Analytics Glossary

Data Lake vs. Data Mart vs. Data Warehouse

“If you think of a datamart as a store of bottled water – cleansed and packaged and structured for easy consumption – the data lake is a large body of water in a more natural state. The contents of the data lake stream in from a source to fill the lake, and various users of the lake can come to examine, dive in, or take samples.” – James Dixon, the founder and CTO of Pentaho

The data mart is a subset of the data warehouse and is usually oriented to a specific business line or team. Whereas data warehouses have an enterprise-wide depth, the information in data marts pertains to a single department. The data warehouse can only store the orange data, while the data lake can store all the orange and blue data

Data Latency

Data Latency is how long it takes for a business user to retrieve source data from a data warehouse or business intelligence dashboard

Data Scientist

A Data Scientist is someone who is better at statistics than any software engineer and better at software engineering than any statistician.

Probability vs. Statistics

Probability deals with predicting the likelihood of future events, while Statistics involves the analysis of the frequency of past events.

Edge analytics is the collection, processing and analysis of data at the edge of a network either at or close to a sensor, a network switch or some other connected device

Machine Learning: Algorithms that can make predictions through pattern recognition.

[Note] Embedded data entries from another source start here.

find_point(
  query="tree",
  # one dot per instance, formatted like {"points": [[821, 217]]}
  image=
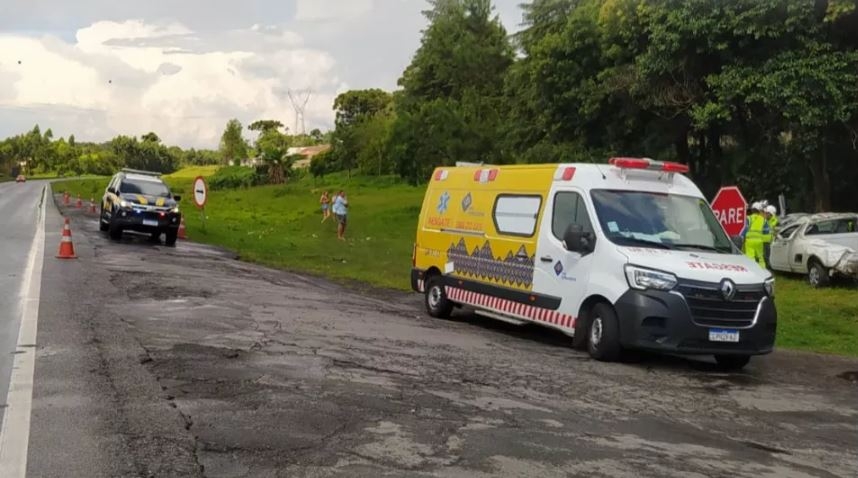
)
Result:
{"points": [[747, 91], [150, 137], [272, 147], [359, 134], [265, 125], [451, 106], [233, 147]]}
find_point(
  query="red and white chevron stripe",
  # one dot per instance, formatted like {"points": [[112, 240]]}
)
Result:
{"points": [[508, 307]]}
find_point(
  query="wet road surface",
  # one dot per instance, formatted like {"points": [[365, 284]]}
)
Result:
{"points": [[19, 211], [157, 361]]}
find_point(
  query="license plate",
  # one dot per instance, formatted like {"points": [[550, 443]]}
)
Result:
{"points": [[723, 335]]}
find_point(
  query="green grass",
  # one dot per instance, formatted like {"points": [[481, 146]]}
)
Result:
{"points": [[818, 320], [280, 226]]}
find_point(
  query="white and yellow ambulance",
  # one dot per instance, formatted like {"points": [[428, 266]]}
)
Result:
{"points": [[621, 255]]}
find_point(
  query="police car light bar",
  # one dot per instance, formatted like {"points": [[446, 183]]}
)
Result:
{"points": [[649, 164], [141, 172]]}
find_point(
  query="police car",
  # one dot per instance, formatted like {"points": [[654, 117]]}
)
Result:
{"points": [[140, 201]]}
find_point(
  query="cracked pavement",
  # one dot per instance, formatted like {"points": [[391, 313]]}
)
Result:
{"points": [[157, 361]]}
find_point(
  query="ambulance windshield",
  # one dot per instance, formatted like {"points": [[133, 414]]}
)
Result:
{"points": [[664, 221]]}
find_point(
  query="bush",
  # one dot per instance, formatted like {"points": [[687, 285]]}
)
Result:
{"points": [[232, 177]]}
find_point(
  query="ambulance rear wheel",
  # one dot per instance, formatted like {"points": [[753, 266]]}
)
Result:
{"points": [[437, 304], [603, 334]]}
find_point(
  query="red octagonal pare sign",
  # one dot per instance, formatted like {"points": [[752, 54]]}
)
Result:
{"points": [[729, 206]]}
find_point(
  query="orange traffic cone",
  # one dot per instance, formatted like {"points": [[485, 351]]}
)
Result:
{"points": [[66, 246], [182, 233]]}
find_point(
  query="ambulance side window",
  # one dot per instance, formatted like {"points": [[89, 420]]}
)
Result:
{"points": [[569, 208], [516, 215]]}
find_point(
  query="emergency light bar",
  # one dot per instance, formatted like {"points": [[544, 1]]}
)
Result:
{"points": [[138, 171], [649, 164]]}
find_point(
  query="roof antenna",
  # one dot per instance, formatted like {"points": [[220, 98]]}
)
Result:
{"points": [[299, 102]]}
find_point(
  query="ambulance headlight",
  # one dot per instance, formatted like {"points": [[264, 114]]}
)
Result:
{"points": [[769, 285], [643, 279]]}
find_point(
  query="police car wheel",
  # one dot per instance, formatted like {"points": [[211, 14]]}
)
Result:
{"points": [[817, 274], [732, 362], [103, 226], [170, 237], [603, 334], [437, 304]]}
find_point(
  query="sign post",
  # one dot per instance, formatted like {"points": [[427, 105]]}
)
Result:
{"points": [[729, 206], [201, 192]]}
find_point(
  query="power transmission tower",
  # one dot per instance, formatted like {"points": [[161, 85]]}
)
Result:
{"points": [[299, 100]]}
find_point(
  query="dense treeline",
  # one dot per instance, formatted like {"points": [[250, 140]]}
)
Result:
{"points": [[39, 153], [35, 152], [759, 93]]}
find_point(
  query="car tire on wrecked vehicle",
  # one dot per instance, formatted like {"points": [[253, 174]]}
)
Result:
{"points": [[732, 362], [817, 274], [437, 304]]}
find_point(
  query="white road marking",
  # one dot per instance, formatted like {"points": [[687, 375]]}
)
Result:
{"points": [[15, 435]]}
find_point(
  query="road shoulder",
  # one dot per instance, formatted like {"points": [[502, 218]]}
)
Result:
{"points": [[95, 412]]}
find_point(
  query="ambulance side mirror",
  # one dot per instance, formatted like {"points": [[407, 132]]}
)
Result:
{"points": [[576, 240]]}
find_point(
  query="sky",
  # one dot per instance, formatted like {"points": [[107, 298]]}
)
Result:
{"points": [[183, 68]]}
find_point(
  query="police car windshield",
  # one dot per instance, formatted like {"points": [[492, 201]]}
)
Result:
{"points": [[645, 219], [146, 188]]}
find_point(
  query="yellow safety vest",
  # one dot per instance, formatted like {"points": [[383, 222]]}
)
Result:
{"points": [[758, 230]]}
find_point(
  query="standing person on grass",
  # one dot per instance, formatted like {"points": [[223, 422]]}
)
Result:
{"points": [[325, 201], [340, 208]]}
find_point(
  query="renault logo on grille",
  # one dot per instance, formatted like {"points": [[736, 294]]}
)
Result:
{"points": [[728, 289]]}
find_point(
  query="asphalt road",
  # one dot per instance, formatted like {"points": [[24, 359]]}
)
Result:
{"points": [[156, 361], [18, 213]]}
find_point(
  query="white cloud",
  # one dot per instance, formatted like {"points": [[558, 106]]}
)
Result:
{"points": [[321, 10], [133, 76], [97, 68]]}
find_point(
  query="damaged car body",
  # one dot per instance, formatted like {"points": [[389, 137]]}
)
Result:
{"points": [[819, 245]]}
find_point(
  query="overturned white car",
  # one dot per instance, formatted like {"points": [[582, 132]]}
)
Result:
{"points": [[819, 245]]}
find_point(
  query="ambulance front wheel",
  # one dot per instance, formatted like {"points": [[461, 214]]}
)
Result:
{"points": [[603, 334], [437, 303]]}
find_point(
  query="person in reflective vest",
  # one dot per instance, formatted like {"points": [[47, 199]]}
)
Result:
{"points": [[771, 214], [755, 233]]}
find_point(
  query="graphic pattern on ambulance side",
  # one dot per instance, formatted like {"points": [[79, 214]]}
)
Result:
{"points": [[508, 307], [515, 270]]}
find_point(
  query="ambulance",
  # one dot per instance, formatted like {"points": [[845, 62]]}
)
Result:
{"points": [[621, 255]]}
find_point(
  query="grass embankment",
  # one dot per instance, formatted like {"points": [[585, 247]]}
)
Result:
{"points": [[280, 226]]}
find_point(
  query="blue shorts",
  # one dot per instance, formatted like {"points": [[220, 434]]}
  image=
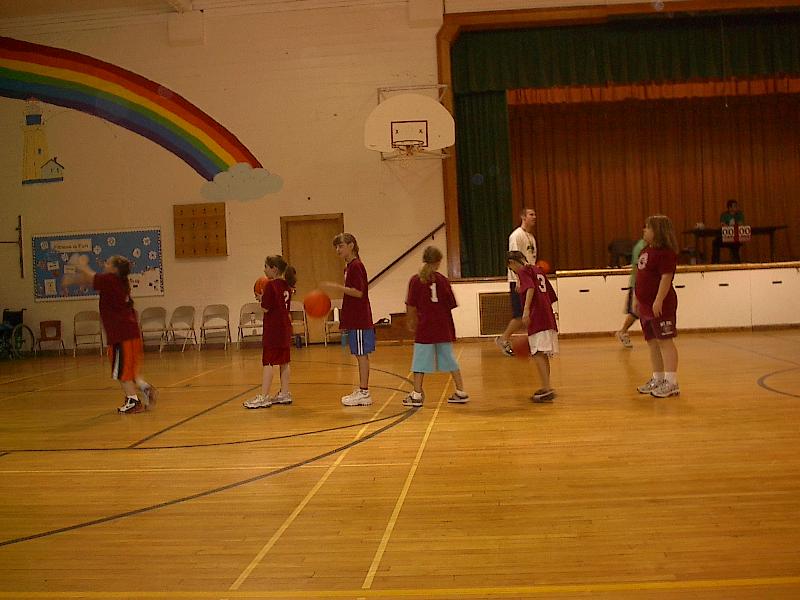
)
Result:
{"points": [[429, 358], [362, 341], [516, 303]]}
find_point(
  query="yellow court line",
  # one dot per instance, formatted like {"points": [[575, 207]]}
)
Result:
{"points": [[303, 503], [480, 592], [387, 533]]}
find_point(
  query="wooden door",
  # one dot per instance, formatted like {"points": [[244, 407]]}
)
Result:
{"points": [[307, 245]]}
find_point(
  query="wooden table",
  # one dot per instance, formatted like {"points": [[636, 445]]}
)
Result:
{"points": [[716, 232]]}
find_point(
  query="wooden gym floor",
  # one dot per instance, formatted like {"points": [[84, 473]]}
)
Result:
{"points": [[604, 494]]}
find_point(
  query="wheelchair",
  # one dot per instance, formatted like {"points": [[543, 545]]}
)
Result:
{"points": [[16, 338]]}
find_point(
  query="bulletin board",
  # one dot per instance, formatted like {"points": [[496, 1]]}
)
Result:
{"points": [[200, 230], [56, 254]]}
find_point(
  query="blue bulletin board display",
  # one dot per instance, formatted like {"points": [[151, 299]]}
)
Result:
{"points": [[56, 254]]}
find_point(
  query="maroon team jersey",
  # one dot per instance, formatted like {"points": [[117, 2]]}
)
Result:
{"points": [[119, 319], [277, 332], [653, 263], [433, 302], [542, 317], [356, 313]]}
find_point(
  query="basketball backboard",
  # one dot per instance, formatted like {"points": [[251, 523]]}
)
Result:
{"points": [[408, 125]]}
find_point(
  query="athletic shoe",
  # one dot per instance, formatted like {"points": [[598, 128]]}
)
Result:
{"points": [[624, 339], [666, 389], [150, 396], [131, 406], [259, 401], [359, 397], [410, 400], [282, 398], [542, 395], [456, 399], [649, 386], [504, 345]]}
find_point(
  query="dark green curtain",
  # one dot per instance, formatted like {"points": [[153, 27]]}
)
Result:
{"points": [[484, 182], [487, 63]]}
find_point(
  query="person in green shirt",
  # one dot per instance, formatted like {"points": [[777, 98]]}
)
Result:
{"points": [[732, 216], [630, 315]]}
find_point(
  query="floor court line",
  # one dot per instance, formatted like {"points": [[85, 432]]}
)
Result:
{"points": [[303, 503], [474, 592]]}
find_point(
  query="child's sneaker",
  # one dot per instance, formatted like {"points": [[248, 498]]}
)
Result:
{"points": [[542, 395], [666, 389], [504, 345], [414, 401], [359, 397], [624, 339], [282, 398], [131, 406], [648, 387], [259, 401], [457, 399], [150, 396]]}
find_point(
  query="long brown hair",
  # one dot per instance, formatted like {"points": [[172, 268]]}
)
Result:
{"points": [[663, 232], [123, 267], [276, 261], [431, 258]]}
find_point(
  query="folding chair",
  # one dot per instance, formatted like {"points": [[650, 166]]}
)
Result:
{"points": [[152, 321], [181, 324], [86, 324], [215, 321], [251, 318]]}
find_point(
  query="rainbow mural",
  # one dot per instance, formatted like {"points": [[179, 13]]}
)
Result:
{"points": [[83, 83]]}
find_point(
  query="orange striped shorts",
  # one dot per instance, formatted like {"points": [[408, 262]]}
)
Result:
{"points": [[126, 358]]}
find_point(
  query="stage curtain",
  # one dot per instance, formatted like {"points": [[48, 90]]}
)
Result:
{"points": [[658, 49], [594, 171], [484, 182]]}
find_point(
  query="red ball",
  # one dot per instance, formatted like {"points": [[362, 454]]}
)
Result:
{"points": [[544, 265], [258, 286], [519, 343], [317, 304]]}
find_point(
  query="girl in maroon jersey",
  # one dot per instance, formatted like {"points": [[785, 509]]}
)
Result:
{"points": [[657, 305], [537, 297], [429, 302], [277, 331], [356, 314], [125, 347]]}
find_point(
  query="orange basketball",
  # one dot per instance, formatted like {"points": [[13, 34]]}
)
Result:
{"points": [[317, 304], [544, 265], [519, 343], [258, 286]]}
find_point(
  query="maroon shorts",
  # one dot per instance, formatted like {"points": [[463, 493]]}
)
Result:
{"points": [[275, 356], [659, 328]]}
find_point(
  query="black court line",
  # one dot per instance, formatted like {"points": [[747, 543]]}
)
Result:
{"points": [[763, 378], [206, 445], [230, 486]]}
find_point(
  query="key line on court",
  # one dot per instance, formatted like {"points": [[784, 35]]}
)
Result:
{"points": [[479, 592], [303, 503], [210, 492], [401, 499]]}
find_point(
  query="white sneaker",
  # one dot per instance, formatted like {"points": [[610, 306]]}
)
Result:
{"points": [[359, 397], [282, 398], [624, 339], [650, 385], [666, 389], [258, 402]]}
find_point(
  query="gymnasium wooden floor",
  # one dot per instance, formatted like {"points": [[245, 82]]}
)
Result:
{"points": [[604, 494]]}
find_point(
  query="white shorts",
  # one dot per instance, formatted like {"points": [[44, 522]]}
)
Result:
{"points": [[545, 342]]}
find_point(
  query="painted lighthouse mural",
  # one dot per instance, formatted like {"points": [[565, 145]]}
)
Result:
{"points": [[37, 165]]}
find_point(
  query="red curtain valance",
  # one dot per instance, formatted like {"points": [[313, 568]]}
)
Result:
{"points": [[655, 91]]}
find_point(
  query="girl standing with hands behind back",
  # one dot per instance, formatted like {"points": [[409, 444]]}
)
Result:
{"points": [[277, 331], [657, 305]]}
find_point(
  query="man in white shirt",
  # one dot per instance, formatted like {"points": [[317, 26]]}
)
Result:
{"points": [[520, 239]]}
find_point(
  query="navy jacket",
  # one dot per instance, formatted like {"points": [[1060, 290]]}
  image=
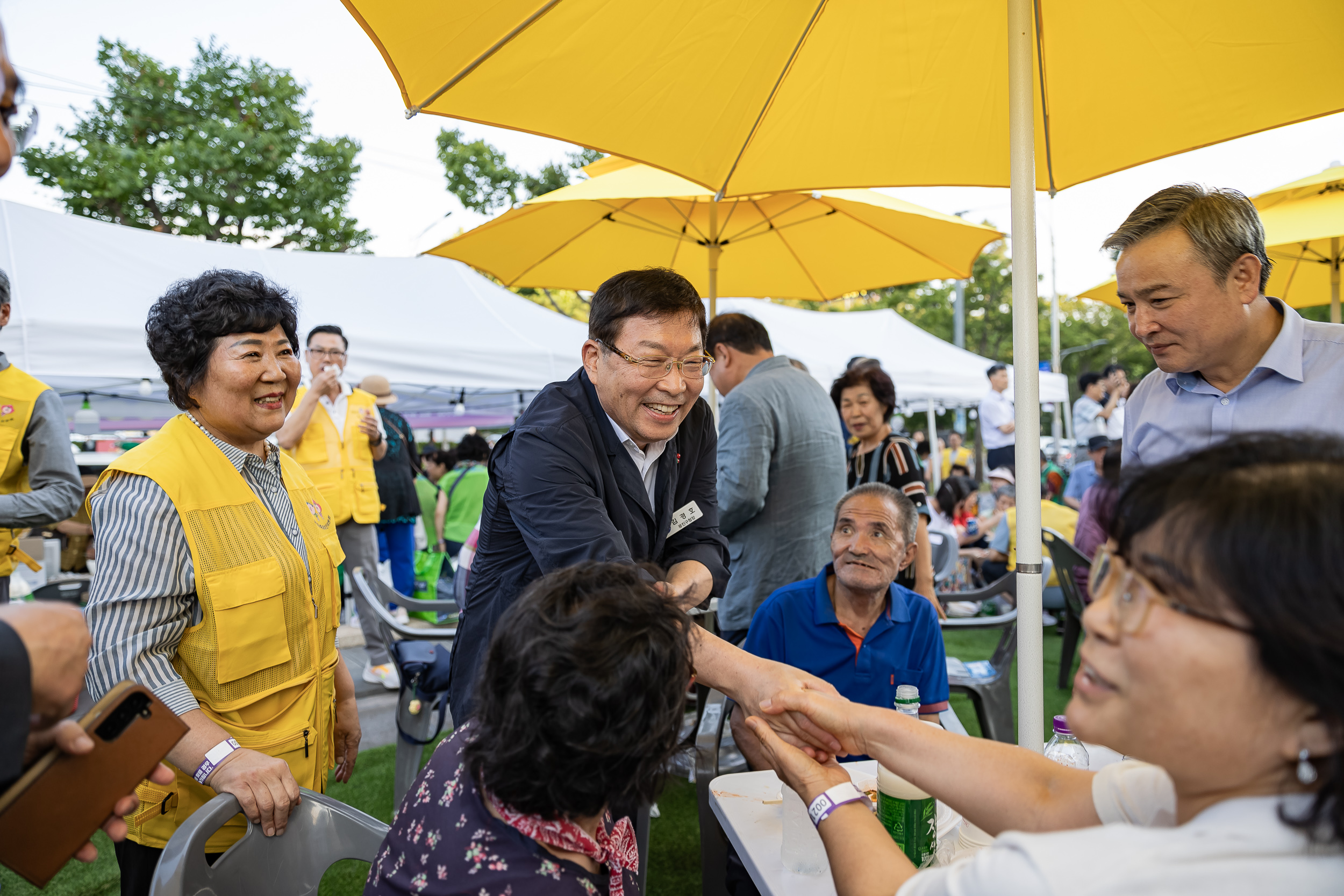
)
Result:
{"points": [[563, 491]]}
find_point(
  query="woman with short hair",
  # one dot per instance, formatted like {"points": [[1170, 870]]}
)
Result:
{"points": [[217, 575], [1214, 652], [578, 709], [867, 398]]}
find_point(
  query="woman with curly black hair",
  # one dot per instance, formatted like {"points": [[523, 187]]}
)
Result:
{"points": [[578, 709], [217, 575]]}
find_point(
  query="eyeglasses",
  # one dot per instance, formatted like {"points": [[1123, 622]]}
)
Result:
{"points": [[655, 369], [1132, 594]]}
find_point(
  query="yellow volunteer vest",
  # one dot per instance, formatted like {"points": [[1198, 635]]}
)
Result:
{"points": [[340, 464], [262, 660], [1053, 516], [18, 394]]}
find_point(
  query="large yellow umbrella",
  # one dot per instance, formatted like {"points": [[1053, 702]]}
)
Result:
{"points": [[746, 97], [1304, 235], [762, 96], [797, 245]]}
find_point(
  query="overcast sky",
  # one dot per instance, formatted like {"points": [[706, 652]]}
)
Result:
{"points": [[401, 194]]}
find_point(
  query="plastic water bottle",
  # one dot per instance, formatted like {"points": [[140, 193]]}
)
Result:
{"points": [[1065, 749], [909, 814]]}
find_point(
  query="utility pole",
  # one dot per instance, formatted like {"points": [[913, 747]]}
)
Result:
{"points": [[959, 339], [1055, 424]]}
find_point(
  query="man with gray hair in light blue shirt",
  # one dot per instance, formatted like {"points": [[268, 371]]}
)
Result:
{"points": [[1191, 276], [781, 469]]}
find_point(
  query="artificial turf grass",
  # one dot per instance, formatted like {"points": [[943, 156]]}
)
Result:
{"points": [[969, 645], [675, 836], [77, 879]]}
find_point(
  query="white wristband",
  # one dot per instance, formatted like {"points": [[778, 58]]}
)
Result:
{"points": [[214, 757], [838, 795]]}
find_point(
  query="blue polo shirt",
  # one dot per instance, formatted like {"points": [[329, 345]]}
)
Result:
{"points": [[797, 625]]}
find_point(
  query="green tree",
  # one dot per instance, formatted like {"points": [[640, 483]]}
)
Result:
{"points": [[224, 151], [483, 181]]}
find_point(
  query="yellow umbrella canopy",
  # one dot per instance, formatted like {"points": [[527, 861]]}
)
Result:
{"points": [[762, 96], [1304, 235], [795, 245], [1304, 225]]}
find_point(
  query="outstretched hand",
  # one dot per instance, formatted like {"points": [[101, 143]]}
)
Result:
{"points": [[821, 711], [780, 682], [805, 776]]}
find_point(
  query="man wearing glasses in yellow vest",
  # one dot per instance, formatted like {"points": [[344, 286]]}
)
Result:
{"points": [[337, 433], [39, 481]]}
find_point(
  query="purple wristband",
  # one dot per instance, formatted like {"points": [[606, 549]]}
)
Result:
{"points": [[832, 798], [214, 757]]}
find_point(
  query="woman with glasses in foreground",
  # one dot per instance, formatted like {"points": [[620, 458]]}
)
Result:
{"points": [[1214, 652]]}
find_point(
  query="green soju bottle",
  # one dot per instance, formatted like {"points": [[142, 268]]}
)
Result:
{"points": [[907, 813]]}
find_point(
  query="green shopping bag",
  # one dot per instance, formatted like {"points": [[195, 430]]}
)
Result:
{"points": [[428, 564]]}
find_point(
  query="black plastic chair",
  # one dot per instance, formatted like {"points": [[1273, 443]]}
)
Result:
{"points": [[714, 843], [991, 695], [377, 596], [1068, 558]]}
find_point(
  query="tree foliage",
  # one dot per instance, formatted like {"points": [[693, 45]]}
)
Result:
{"points": [[224, 151], [483, 181]]}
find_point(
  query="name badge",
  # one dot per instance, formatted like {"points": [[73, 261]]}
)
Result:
{"points": [[684, 518]]}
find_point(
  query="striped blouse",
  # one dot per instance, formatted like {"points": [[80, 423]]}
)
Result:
{"points": [[143, 596]]}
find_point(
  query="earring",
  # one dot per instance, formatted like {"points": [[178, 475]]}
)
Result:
{"points": [[1305, 770]]}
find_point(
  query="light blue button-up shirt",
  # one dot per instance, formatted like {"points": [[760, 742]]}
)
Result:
{"points": [[1299, 385]]}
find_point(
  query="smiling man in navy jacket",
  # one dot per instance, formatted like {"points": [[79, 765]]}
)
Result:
{"points": [[616, 462]]}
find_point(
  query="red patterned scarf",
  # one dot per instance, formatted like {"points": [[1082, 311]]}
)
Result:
{"points": [[614, 848]]}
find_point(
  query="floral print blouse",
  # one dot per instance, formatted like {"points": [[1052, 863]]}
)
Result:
{"points": [[444, 843]]}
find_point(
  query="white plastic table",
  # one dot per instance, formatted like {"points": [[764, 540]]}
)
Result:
{"points": [[756, 827]]}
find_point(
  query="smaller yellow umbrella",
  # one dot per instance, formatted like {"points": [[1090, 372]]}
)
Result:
{"points": [[812, 245], [1304, 225], [1304, 235]]}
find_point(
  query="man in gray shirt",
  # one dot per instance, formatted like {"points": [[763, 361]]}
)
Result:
{"points": [[781, 469], [42, 484], [1191, 273]]}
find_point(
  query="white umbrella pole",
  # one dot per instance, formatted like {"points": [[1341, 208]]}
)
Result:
{"points": [[1026, 351], [714, 295], [934, 453], [1335, 280]]}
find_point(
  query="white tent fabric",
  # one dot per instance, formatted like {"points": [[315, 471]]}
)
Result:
{"points": [[921, 364], [81, 291]]}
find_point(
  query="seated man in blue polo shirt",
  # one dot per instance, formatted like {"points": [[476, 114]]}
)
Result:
{"points": [[853, 625]]}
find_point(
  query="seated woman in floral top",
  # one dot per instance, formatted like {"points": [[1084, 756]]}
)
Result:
{"points": [[578, 709]]}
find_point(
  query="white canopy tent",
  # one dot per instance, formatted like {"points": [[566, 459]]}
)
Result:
{"points": [[433, 327], [921, 364]]}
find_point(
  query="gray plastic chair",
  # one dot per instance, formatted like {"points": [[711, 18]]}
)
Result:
{"points": [[991, 695], [1068, 558], [321, 830]]}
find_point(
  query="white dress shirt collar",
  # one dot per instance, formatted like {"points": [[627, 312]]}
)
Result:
{"points": [[646, 460]]}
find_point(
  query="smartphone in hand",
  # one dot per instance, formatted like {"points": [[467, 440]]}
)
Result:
{"points": [[62, 800]]}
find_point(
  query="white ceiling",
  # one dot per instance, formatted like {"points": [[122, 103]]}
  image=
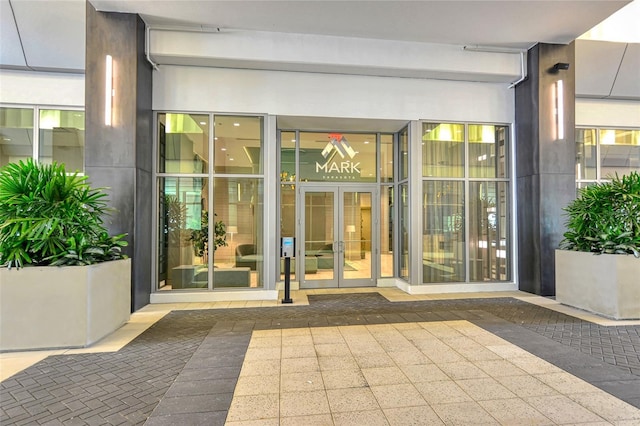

Deep Learning: A form of machine learning that uses a computing model inspired by the structure of the brain which requires less human supervision. Deep learning isn’t an application – it’s a technology that makes many applications smarter and more natural through experience. Deep learning is a subset of machine learning, and machine learning is a subset of AI, which is an umbrella term for any computer program that does something smart.

Propensity Modeling: 

Propensity models are often used to identify those most likely to respond to an offer, or to focus retention activity on those most likely to churn.

The model may be applied to your database to score all your customers or prospects. You can then select only those who are most likely to exhibit the predicted behaviour, for example response, and focus your mailing activity appropriately.